前言
本文主要介绍通过python实现数据聚类、脚本开发、办公自动化。读取voc数据,聚类voc数据。
一、业务逻辑
- 读取voc数据采集的数据
- 批处理,使用jieba进行分词,去除停用词
- LDA模型计算词汇和每个词的频率
- 将可视化结果保存到HTML文件中
二、具体产出
三、执行脚本
python lda.py
四、关键代码
# LDA主题分析模型
import pandas as pd
import jieba
from sklearn.feature_extraction.text import CountVectorizer
from sklearn.decomposition import LatentDirichletAllocation
import pyLDAvis
fileName = "100005785591" # 文件名
# 加载停用词
with open('stopwordsfull', 'r', encoding='utf-8') as f:
stopwords = set([line.strip() for line in f])
# 加载业务域名词
with open('luyouqi.txt', 'r', encoding='utf-8') as f:
business_terms = set([line.strip() for line in f])
# 为jieba分词库增加业务名词
for term in business_terms:
jieba.add_word(term)
# 对评论进行分词
def tokenize(text):
words = jieba.cut(text)
filtered_words = [word for word in words if word not in stopwords]

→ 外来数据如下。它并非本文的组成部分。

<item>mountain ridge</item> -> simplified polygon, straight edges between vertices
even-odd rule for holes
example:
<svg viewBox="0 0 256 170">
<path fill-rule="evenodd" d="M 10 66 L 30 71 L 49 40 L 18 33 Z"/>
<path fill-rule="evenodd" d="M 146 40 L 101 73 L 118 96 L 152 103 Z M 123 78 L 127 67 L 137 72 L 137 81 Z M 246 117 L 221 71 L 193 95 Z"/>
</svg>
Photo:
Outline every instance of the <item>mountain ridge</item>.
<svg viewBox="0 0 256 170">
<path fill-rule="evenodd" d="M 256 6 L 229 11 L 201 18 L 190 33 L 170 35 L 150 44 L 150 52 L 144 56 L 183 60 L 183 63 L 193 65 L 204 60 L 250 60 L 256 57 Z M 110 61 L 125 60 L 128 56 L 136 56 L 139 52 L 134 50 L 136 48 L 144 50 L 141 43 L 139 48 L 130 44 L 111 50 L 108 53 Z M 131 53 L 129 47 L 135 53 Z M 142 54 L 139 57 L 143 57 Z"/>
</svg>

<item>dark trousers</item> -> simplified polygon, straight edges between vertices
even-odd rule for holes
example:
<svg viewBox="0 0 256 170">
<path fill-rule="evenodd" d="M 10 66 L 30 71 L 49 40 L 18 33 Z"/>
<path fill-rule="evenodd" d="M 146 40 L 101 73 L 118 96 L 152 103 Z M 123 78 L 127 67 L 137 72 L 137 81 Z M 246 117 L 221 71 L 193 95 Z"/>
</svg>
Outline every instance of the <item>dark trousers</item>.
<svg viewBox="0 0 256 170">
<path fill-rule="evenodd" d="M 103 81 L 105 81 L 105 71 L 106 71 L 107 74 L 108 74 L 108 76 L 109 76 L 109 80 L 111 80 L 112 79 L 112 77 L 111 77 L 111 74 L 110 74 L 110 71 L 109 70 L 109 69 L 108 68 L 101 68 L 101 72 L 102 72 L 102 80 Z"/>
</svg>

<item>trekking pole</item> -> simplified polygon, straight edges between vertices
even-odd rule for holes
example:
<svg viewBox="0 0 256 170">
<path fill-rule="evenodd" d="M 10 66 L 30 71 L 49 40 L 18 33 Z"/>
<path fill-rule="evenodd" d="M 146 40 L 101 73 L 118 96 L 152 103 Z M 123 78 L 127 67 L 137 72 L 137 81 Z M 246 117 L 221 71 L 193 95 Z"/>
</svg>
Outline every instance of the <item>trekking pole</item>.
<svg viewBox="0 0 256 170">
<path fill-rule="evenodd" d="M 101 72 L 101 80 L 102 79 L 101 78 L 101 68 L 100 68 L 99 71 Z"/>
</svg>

return ' '.join(filtered_words)
# 从xlsx文件加载评论数据
data = pd.read_excel('clean/cleaned_voc'+fileName+'.xlsx')
comments = data['content'].tolist()
# 对每个评论进行分词并且形成新的评论列表
tokenized_comments = [tokenize(comment) for comment in comments]
# 使用CountVectorizer来获取词频
vectorizer = CountVectorizer(max_df=0.85, min_df=2, max_features=1000)
X = vectorizer.fit_transform(tokenized_comments)
# LDA模型
lda = LatentDirichletAllocation(n_components=5, random_state=42)
lda.fit(X)
# 计算词汇和每个词的频率
vocab = vectorizer.get_feature_names_out()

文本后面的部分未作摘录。